Background and Objectives: When selecting the design and layout scheme of the thermoacoustic converter, special requirements include the placement of heat exchangers in the areas of heat input and output. The most promising in this regard are coaxial schemes with coaxial location (tube in tube) of the acoustic pathway channels. Such design features pose their own optimization problems. To solve them, it is necessary to reveal the peculiarities of changing the dynamical parameters of oscillating gas under acoustic wave conditions. Materials and Methods: In this paper we derive a second-order linear differential equation for pressure oscillations in the annular section channel in the presence of a constant longitudinal temperature gradient based on linearized equations of compressible medium mechanics, which does not depend on other dynamical parameters.

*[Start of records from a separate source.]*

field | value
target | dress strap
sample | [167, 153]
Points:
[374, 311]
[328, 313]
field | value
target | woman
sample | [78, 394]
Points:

The solutions are expressed in terms of two dimensionless parameters $h/\delta_{\mu}$ ; h and $\delta_{\mu}$ represent, respectively, half the distance between two concentric channels and a characteristic length using the dynamical viscosity of the gas and the angular frequency of acoustic oscillations. Results: The solution of the equation makes it possible to present expressions for the dynamical parameters of gas oscillations, such as velocity, density, temperature, as functions of the dynamical pressure. Conclusion: It has been shown that the derived equation is a more general case of the Rott equation obtained for a circular section channel under the same conditions. The dynamical parameter equations derived in this paper are applied to measurements of the acoustic power distribution in a thermoacoustic transducer and make it possible to simulate linear acoustic processes in coaxial channels of thermoacoustic devices.